Health insurer Cigna Corp. (CI) said Monday that under a $2.2 billion deal, Warren Buffett's Berkshire Hathaway Inc. (BRKa,BRK-A,BRK-B) will reinsure the company's risk related to future claims for two annuity businesses it has exited.
Berkshire will assume up to $4 billion of future claims related to the businesses and also get $1.8 billion in investment assets, while the deal will enable Cigna to reduce risk from the death-benefits and retirement products.
Under the deal, Berkshire Hathaway Life Insurance Co. of Nebraska will reinsure Cigna's Run-off Guaranteed Minimum Death Benefits or VADBe, and Guaranteed Minimum Income Benefits or GMIB businesses, effective Monday, February 4.

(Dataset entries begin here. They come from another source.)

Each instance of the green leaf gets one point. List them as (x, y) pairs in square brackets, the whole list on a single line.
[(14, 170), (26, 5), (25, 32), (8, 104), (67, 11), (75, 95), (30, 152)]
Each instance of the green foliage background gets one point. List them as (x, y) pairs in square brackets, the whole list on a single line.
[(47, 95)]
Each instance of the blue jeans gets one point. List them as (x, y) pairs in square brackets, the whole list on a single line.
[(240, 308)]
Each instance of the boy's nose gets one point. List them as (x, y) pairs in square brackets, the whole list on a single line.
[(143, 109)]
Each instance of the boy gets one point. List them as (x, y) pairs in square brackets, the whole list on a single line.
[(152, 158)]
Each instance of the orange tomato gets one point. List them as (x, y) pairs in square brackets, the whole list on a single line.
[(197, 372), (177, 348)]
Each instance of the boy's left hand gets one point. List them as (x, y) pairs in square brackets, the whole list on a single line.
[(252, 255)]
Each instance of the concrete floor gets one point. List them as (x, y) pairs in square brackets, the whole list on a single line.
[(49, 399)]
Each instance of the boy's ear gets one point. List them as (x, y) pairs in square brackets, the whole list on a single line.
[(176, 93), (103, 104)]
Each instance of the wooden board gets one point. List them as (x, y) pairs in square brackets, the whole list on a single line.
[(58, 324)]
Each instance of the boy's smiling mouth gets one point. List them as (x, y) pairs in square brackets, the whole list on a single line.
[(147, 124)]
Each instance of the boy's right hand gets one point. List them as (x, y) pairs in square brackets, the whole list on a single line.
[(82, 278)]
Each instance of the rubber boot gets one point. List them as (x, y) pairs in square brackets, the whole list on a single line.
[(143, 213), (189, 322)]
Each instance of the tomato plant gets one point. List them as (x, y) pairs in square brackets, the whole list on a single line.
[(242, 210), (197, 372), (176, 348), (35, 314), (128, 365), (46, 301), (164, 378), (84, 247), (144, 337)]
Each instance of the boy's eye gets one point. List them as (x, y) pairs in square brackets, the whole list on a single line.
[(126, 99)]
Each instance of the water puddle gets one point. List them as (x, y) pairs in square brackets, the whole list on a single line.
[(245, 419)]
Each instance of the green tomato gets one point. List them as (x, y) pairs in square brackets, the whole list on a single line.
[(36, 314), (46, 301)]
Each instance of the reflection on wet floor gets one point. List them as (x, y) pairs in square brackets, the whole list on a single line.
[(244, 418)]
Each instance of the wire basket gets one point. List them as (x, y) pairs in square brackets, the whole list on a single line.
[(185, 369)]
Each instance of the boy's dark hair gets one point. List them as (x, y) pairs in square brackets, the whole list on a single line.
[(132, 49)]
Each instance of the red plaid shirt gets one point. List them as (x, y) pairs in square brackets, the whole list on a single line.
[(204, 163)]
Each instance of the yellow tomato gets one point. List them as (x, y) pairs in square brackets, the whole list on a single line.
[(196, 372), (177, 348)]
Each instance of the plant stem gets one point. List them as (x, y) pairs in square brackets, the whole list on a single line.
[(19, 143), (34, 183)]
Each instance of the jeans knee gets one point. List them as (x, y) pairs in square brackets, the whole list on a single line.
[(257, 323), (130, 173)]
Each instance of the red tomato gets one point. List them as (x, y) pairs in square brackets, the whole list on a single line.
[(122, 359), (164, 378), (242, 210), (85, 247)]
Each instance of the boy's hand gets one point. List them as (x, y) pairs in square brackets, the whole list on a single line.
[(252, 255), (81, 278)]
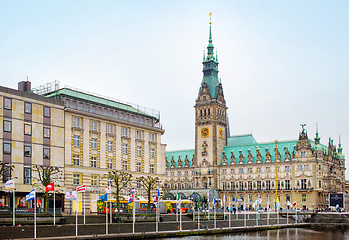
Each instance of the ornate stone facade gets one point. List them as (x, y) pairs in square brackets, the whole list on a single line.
[(297, 172)]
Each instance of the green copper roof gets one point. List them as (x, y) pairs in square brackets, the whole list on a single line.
[(241, 140), (182, 154), (97, 100), (212, 84), (263, 148), (210, 70)]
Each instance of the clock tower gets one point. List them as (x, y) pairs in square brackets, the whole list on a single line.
[(210, 121)]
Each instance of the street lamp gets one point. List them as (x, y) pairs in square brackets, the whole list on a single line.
[(276, 174)]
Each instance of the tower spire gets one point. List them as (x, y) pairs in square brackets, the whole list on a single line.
[(317, 138), (210, 68), (210, 35), (340, 149)]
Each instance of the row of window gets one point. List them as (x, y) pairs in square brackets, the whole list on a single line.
[(108, 112), (27, 151), (110, 145), (77, 180), (27, 107), (256, 185), (94, 126), (259, 185), (109, 163), (27, 174), (250, 199), (27, 128)]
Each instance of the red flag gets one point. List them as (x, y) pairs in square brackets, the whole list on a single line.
[(50, 187), (81, 188)]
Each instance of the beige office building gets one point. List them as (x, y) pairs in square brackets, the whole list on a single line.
[(31, 133), (103, 134)]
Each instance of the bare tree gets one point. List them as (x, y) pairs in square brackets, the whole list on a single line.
[(149, 184), (165, 190), (120, 181), (5, 170), (45, 176)]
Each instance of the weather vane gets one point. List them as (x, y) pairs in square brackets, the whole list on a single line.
[(303, 125)]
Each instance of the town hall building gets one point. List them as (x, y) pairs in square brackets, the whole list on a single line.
[(300, 172)]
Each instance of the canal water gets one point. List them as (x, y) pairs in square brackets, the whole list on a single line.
[(279, 234)]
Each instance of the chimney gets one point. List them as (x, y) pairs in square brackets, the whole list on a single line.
[(24, 86)]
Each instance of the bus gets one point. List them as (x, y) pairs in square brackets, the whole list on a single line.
[(170, 206), (141, 206), (123, 205)]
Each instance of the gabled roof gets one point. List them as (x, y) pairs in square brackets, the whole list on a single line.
[(183, 154), (263, 148), (241, 140), (98, 100)]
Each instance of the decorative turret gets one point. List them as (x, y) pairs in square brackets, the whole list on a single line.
[(340, 149), (303, 134), (210, 69), (317, 138)]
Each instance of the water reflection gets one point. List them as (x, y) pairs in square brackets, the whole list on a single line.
[(279, 234)]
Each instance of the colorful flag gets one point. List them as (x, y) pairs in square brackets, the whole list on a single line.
[(179, 201), (157, 196), (10, 184), (50, 187), (71, 196), (104, 197), (130, 199), (30, 196), (81, 188)]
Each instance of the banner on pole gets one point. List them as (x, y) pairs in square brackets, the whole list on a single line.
[(81, 188), (104, 197), (30, 196), (10, 184), (50, 187), (71, 196)]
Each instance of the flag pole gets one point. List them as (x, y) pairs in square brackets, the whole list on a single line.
[(110, 211), (14, 206), (198, 216), (245, 212), (156, 217), (134, 210), (215, 222), (54, 207), (35, 215), (76, 217), (83, 196), (229, 215), (106, 217), (180, 218)]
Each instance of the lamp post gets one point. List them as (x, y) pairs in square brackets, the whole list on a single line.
[(204, 209), (276, 174)]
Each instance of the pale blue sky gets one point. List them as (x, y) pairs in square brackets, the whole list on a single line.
[(281, 62)]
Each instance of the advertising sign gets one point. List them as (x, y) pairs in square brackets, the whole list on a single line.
[(336, 199), (71, 196)]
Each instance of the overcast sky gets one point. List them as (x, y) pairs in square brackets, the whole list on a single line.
[(282, 63)]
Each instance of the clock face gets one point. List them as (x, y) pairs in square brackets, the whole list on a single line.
[(204, 132)]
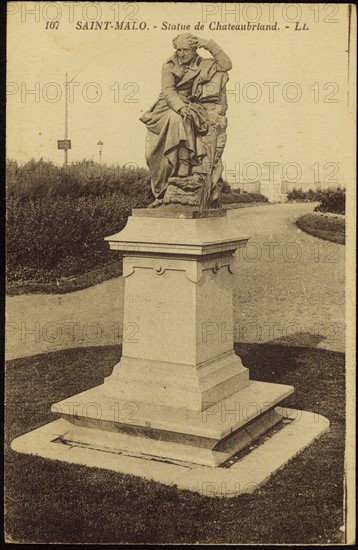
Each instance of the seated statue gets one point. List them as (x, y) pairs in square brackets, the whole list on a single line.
[(187, 126)]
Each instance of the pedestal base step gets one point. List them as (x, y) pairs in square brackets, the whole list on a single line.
[(244, 476), (206, 437)]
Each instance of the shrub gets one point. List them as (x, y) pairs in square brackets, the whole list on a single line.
[(50, 238), (332, 200), (296, 194), (242, 197)]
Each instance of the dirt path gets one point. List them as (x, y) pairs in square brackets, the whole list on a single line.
[(290, 285), (289, 289)]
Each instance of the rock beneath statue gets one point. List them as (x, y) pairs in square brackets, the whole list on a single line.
[(186, 191)]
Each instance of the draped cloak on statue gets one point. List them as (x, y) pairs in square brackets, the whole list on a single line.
[(201, 84)]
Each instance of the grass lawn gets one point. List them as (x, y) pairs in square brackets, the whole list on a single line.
[(49, 501), (66, 284), (328, 228)]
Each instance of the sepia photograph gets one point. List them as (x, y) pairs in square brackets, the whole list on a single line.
[(180, 273)]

Cigna stopped writing reinsurance, including variable annuity death benefits or VADBe, in 2000 and these businesses have been in run-off since that time.

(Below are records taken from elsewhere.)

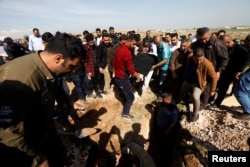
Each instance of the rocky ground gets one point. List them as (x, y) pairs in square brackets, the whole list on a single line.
[(215, 130)]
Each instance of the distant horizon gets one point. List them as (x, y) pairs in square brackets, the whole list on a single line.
[(18, 18), (19, 34)]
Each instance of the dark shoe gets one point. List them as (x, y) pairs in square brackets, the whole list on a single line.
[(243, 116), (195, 117), (127, 116), (213, 107), (98, 95), (159, 99), (91, 96), (104, 92)]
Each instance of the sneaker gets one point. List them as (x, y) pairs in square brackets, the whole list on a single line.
[(127, 116), (243, 116)]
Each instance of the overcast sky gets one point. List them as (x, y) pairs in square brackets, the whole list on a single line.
[(19, 17)]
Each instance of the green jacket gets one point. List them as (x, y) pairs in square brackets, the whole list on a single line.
[(28, 92)]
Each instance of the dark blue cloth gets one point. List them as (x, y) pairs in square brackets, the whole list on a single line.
[(125, 87), (167, 114)]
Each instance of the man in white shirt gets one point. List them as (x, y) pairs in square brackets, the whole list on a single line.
[(175, 43), (35, 41)]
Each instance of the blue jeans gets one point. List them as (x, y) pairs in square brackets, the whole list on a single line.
[(242, 92), (125, 86), (82, 86), (163, 76)]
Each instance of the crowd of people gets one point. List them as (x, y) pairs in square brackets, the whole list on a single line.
[(34, 79)]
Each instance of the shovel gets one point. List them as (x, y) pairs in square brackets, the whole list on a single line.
[(81, 133)]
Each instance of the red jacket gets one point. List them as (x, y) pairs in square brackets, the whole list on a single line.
[(89, 63), (123, 62)]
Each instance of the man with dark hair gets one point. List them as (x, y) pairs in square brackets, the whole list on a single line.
[(247, 43), (124, 68), (238, 58), (13, 49), (175, 43), (28, 90), (199, 71), (113, 36), (164, 57), (35, 41), (98, 37), (215, 51), (221, 33), (148, 37), (101, 62)]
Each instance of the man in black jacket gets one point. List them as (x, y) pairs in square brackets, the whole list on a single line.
[(215, 51), (238, 60), (101, 62)]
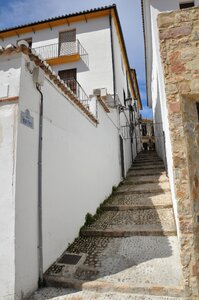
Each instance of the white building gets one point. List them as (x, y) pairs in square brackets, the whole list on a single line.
[(155, 79), (50, 182)]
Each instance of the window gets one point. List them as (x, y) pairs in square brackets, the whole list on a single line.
[(69, 77), (124, 97), (187, 4), (122, 64), (67, 42), (28, 40)]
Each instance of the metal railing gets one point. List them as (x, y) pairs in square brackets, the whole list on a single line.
[(62, 49), (77, 89)]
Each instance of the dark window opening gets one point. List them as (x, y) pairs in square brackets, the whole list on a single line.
[(124, 97), (186, 5), (197, 107), (69, 77), (67, 42), (28, 40)]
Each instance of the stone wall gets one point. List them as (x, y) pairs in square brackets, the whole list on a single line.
[(179, 46)]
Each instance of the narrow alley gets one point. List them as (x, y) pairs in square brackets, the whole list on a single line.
[(131, 250)]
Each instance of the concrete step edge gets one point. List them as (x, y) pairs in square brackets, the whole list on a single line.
[(127, 233), (147, 168), (140, 182), (154, 191), (146, 174), (103, 286), (112, 207)]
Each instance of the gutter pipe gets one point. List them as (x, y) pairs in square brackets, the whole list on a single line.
[(40, 235)]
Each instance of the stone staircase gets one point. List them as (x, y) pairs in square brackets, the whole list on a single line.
[(131, 250)]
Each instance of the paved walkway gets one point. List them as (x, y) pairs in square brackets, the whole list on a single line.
[(131, 250)]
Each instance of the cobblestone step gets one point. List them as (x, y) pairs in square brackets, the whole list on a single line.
[(51, 293), (145, 163), (138, 200), (130, 223), (139, 265), (145, 179), (149, 172), (115, 296), (145, 188), (131, 249), (151, 167)]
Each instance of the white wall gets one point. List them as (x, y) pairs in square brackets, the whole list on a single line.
[(94, 36), (81, 164), (10, 77), (8, 114)]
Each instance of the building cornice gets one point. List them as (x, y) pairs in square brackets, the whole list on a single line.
[(33, 56)]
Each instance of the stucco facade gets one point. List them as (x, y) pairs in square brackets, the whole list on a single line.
[(155, 83), (81, 154)]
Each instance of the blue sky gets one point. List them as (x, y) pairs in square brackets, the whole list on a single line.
[(16, 12)]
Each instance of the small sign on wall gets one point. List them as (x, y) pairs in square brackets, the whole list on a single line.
[(26, 119), (4, 90)]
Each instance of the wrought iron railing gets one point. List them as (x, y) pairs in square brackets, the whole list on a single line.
[(77, 89), (62, 49)]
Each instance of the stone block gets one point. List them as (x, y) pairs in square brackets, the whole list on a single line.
[(176, 32), (174, 107), (195, 85), (193, 64), (166, 21), (177, 67), (189, 53)]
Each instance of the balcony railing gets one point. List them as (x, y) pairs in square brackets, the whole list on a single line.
[(62, 49), (77, 89)]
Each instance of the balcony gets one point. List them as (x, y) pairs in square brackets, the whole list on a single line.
[(64, 52)]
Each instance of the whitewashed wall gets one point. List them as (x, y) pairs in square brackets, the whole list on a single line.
[(9, 76), (94, 36), (76, 156), (156, 87)]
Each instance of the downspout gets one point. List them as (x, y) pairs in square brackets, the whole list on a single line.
[(40, 236), (113, 58)]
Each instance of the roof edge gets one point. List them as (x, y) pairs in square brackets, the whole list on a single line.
[(85, 12)]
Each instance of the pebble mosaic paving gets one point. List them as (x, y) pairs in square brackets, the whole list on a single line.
[(130, 262)]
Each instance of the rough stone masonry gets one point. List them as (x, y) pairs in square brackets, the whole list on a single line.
[(179, 46)]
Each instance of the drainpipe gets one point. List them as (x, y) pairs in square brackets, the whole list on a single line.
[(40, 237), (113, 59)]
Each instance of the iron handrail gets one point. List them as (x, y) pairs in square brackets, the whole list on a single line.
[(61, 49)]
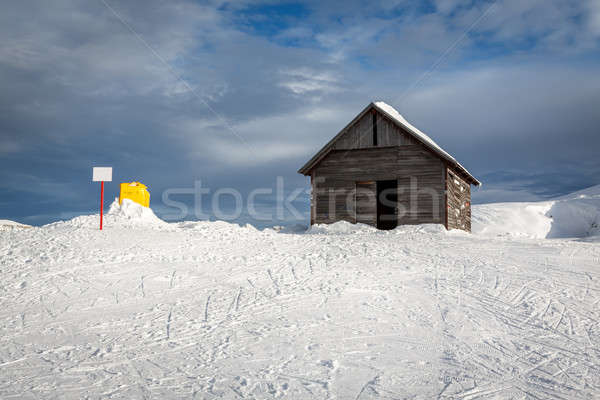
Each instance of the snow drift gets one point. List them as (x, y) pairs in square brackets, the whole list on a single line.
[(572, 216)]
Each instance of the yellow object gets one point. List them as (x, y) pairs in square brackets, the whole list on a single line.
[(135, 191)]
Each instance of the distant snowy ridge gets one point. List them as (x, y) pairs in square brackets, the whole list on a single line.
[(8, 224), (576, 215)]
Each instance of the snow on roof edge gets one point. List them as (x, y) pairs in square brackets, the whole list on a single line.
[(394, 114)]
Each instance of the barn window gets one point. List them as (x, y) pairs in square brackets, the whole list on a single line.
[(374, 129)]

David Cordani, President and Chief Executive Officer of Cigna said, "Cigna is taking this definitive strategic step to further reduce risk and continue to improve our financial flexibility. This transaction effectively eliminates potential capital calls and income statement volatility from these run-off books of business."
Berkshire will assume 100 percent of Cigna's exposure up to $4 billion of future VADBe and GMIB claims which, Cigna noted, is significantly in excess of current projections of future claims for this business. Cigna believes the potential for actual claims to exceed the limit of the coverage from Berkshire is "extremely remote".
Cigna will fund the deal with an incremental $100 million of cash, about $1.8 billion of investment assets supporting the run-off businesses, and an estimated tax benefit of $300 million.
Cigna expects to incur an after-tax charge of $500 million in the first quarter of 2013 after recording the exit transaction as a special item. The charge represents the amount of payment to Berkshire that is in excess of Cigna's recorded reserves.
Cigna expects realized capital gains from the sale of investment assets supporting the business in a range of $50 million to $150 million after-tax, depending on whether the assets are sold externally or transferred to other internal portfolios.
Cigna will include the special item charge for the exit transaction and the expected realized capital gains on the sale of assets in its net income, but it will not be included in adjusted income from operations.
As a result, Cigna's earnings outlook for fiscal 2013, which is based on adjusted income from operations, will not be impacted by this transaction. Cigna noted that the transaction will not affect its outlook regarding capital that is available for deployment in 2013.
CI closed Monday's trading at $58.35, down $0.53 or 0.90 percent on a volume of 1.49 million shares. In after-hours, the stock gained $1.70 or 2.91 percent to $60.05.